Turbochargers are also centrifugal compressors. They differ from Centrifugal Superchargers in that they're not driven off the Crank, they use energy from the exhaust gas to spin. This makes them *much* more efficient than crank driven compressors. You can think of it in terms of simplistic "thermodynamics". The energy contained in the hot exhaust is "captured" by the Turbo’s impeller and converted in to mechanical force to spin the compressor. If the turbo wasn't there the exhaust “energy” would just flow out the tailpipe anyway, so the boost you get from a Turbo is essentially "free".

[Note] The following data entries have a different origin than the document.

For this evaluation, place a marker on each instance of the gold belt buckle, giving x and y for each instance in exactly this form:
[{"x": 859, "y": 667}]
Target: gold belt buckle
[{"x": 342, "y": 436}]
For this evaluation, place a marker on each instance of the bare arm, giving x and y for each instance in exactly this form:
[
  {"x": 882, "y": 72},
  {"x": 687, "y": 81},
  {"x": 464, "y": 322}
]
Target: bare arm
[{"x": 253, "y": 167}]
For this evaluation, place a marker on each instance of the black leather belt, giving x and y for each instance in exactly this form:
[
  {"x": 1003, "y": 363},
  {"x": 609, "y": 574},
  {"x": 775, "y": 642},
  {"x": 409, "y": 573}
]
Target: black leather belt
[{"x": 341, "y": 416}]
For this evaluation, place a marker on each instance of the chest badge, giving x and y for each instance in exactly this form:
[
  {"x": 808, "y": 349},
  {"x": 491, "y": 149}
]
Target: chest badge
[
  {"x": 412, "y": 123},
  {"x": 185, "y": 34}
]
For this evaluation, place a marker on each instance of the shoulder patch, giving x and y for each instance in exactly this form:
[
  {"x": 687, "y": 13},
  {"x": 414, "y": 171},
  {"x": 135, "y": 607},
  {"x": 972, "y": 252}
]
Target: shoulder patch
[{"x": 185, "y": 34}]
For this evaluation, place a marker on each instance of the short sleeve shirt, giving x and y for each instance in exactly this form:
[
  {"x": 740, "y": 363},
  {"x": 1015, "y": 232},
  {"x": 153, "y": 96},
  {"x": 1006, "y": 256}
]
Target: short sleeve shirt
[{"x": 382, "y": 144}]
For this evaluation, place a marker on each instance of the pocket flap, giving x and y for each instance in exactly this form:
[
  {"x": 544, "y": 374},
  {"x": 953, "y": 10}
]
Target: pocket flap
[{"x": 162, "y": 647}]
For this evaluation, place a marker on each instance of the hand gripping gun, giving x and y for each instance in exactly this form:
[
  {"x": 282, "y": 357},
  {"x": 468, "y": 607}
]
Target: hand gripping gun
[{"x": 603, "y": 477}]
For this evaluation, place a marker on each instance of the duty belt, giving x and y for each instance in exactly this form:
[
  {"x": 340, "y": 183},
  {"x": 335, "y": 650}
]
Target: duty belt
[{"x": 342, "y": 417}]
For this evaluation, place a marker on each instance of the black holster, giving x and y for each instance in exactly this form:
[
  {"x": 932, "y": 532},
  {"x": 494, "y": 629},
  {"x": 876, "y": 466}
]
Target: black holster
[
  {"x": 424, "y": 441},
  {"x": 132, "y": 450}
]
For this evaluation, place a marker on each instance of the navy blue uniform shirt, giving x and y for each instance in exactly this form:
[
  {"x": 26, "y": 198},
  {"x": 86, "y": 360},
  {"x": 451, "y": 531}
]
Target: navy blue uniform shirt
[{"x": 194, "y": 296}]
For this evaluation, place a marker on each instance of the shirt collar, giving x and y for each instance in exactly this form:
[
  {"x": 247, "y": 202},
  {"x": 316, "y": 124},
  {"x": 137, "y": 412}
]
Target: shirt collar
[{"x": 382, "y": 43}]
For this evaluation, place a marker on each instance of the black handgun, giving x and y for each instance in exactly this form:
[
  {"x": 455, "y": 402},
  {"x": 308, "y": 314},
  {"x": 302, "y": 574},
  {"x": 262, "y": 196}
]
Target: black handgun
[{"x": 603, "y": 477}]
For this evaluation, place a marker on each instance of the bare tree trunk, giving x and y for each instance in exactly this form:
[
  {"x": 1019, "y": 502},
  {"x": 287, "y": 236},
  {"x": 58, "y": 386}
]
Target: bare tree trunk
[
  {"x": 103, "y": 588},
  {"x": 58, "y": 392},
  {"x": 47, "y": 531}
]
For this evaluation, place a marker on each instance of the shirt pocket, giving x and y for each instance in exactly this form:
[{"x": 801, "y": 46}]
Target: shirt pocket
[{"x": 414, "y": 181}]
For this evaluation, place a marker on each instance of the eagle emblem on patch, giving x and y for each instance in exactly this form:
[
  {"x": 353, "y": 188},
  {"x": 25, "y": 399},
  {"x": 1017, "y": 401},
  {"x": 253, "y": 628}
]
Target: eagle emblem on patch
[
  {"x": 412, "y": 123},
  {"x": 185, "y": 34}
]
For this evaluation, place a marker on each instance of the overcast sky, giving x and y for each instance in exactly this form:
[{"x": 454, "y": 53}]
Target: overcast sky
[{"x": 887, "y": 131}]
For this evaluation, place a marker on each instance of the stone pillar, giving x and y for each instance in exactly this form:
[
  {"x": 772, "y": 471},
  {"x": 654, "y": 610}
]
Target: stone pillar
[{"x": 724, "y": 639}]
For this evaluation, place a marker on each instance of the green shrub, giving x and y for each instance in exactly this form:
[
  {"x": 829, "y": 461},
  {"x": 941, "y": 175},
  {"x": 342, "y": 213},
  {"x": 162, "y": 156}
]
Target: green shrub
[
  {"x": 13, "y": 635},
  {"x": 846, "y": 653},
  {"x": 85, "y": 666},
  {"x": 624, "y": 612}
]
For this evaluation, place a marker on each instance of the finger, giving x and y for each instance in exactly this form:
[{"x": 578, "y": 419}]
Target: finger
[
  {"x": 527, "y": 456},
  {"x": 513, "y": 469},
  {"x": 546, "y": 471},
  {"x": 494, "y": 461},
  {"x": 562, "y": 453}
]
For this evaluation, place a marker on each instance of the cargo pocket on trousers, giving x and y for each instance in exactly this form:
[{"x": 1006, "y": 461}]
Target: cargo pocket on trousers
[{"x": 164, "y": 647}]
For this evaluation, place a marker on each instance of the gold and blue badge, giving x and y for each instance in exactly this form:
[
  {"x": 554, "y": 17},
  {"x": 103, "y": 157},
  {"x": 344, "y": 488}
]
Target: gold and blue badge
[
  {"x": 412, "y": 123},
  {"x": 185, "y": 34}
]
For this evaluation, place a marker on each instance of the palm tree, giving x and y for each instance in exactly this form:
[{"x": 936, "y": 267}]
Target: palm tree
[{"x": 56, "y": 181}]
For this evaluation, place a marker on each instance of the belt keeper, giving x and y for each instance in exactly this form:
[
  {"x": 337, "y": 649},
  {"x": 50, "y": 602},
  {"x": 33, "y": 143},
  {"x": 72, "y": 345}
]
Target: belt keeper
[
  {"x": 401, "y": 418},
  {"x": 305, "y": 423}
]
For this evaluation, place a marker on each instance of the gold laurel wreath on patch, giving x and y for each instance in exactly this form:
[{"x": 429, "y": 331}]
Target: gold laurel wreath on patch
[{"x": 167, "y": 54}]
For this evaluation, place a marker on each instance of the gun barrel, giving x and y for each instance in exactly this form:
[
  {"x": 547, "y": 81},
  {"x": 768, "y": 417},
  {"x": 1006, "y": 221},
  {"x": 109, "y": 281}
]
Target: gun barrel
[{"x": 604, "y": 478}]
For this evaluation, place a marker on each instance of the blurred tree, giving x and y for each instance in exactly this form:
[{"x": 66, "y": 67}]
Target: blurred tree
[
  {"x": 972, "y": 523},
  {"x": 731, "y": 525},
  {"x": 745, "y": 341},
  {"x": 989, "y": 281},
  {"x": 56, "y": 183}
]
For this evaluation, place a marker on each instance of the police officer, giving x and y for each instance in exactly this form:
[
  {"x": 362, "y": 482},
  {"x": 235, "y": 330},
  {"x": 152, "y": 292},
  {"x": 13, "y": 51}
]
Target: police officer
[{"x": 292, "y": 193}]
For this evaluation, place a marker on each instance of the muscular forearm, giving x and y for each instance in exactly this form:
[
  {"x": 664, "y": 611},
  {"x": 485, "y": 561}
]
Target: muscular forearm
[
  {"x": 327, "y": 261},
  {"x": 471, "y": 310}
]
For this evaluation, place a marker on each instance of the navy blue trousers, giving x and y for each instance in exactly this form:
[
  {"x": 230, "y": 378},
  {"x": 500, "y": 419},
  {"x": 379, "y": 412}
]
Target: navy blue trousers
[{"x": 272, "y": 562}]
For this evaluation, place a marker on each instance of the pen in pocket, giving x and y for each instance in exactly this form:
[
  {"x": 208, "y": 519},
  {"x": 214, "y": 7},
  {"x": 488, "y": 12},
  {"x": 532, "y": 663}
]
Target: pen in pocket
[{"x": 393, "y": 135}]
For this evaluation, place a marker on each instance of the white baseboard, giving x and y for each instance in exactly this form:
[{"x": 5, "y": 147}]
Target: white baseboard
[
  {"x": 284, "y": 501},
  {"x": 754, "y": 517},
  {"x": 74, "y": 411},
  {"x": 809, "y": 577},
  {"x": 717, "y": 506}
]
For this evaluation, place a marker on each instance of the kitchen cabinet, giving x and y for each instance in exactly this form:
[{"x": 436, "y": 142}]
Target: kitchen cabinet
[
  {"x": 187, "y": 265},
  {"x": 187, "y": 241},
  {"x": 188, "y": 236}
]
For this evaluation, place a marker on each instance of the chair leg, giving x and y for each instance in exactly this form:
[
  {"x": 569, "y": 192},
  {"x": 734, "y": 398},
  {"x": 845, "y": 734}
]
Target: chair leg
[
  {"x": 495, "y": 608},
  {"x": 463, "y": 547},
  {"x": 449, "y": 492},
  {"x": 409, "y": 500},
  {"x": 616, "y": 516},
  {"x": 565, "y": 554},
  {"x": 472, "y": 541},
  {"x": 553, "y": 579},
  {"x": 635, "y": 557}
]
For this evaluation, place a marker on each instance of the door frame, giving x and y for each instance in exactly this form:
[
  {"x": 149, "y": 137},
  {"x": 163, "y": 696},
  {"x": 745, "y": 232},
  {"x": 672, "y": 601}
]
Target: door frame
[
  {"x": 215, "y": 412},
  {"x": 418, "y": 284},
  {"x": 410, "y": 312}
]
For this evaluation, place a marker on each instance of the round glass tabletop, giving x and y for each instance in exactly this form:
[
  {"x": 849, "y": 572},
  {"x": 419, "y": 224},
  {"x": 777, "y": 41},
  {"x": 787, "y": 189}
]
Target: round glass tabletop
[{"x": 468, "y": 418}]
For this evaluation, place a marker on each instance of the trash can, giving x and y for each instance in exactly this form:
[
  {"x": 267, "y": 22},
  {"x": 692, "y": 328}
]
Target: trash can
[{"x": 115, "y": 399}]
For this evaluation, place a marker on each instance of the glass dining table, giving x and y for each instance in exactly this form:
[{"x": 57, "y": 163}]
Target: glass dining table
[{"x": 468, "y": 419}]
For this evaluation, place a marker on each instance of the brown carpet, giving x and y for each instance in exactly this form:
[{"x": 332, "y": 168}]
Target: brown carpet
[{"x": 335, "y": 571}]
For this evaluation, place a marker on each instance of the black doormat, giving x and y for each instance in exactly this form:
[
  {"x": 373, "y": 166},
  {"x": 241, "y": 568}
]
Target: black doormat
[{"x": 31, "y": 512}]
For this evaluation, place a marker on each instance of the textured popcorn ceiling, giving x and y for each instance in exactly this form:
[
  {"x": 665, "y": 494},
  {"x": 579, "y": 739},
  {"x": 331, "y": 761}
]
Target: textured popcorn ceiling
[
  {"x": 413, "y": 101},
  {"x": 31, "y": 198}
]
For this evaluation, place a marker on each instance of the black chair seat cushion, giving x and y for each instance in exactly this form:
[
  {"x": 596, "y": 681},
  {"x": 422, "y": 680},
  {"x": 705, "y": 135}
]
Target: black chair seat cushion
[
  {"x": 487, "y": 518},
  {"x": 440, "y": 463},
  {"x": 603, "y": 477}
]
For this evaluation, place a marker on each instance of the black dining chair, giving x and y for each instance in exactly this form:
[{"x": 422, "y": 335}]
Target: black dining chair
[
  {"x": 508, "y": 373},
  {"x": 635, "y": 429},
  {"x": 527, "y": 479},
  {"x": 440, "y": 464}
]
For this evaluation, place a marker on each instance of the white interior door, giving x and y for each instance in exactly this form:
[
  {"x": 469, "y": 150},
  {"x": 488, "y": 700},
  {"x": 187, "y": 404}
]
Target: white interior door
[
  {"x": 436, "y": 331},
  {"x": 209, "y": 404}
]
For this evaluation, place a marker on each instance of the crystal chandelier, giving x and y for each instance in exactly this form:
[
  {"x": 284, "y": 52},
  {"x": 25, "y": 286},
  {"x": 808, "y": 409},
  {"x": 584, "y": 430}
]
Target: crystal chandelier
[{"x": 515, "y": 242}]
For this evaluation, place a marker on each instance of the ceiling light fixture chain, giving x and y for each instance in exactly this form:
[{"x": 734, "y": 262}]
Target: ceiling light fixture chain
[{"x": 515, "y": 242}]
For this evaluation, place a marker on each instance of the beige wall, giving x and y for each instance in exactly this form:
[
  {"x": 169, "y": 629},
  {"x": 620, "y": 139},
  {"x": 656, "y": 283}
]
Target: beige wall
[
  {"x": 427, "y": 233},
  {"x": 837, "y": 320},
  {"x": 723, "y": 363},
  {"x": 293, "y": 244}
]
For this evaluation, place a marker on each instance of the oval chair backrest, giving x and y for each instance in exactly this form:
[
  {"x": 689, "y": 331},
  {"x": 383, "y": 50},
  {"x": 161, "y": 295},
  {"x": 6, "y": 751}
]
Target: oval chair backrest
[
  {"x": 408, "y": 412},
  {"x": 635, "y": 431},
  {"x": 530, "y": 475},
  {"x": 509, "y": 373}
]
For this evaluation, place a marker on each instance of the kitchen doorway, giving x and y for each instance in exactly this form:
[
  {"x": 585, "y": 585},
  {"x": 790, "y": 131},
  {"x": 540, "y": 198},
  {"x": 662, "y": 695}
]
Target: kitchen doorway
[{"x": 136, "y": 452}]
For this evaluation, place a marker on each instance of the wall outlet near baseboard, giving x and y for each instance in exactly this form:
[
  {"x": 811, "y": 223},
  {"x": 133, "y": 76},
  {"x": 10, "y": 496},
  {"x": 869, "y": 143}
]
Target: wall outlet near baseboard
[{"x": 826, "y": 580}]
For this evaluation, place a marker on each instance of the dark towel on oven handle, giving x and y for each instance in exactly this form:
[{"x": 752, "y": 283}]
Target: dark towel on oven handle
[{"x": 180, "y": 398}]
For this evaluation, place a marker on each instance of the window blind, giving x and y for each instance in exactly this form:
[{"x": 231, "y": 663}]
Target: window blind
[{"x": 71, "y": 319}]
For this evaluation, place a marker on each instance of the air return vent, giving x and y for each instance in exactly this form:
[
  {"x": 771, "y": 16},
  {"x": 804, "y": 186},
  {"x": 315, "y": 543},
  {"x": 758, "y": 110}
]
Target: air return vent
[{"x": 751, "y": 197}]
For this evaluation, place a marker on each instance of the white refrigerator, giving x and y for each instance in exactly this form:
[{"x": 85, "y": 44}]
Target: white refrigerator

Besides the advantages Turbos have over Superchargers with respect to operating efficiency, they also have another huge advantage. Turbos are "load sensitive". The boost they generate is proportional to the engine’s load and NOT the engine RPM. This means that a Turbo will generally be able to produce good boost at low RPMs like a Roots, even though it's a centrifugal type compressor. You need exhaust heat, and not so much exhaust volume.

But as mentioned earlier, Turbos live in the exhaust, and the exhaust get's *HOT* (it’s not at all unusual to see a Turbo’s exhaust housing glow red). This heat can create problems for reliability. Failures most often manifest as bearing or seal failure due to buildup of abrasive "coke" on the bearings ("coke" is what's left of your oil after you cook off all the volatile components). Good Turbo systems will include a water-jacketed center bearing housing to help keep this critical component cooler during operation. Turbo systems are also often equipped with a “Turbo Timer”, that either keeps the engine running for a short while after you remove the key, or uses an electric pump to circulate oil through the Turbo’s bearings for a short while after you remove the key. The objective being to allow the Turbo assembly to cool down some before the oil flow is shut off.

Note though, there isn’t a huge mechanical force to be had from the engine’s exhaust gas. Turbo’s have to be small to minimize inertia or they take forever to spin up (AKA “Turbo Lag”). Smaller compressors have lower operating limits, they have to spin faster to move a given volume of air and they can’t move as much air (max out sooner). Larger displacement Turbo applications almost always need to use two or more Turbos. In contrast, a centrifugal Supercharger compressor can be quite a bit larger than its Turbo brethren because it’s got the power of the entire engine to get it spinning. So while V8s like ours can get by just fine with a single centrifugal Supercharger, they always require two Turbos to achieve acceptable operating performance.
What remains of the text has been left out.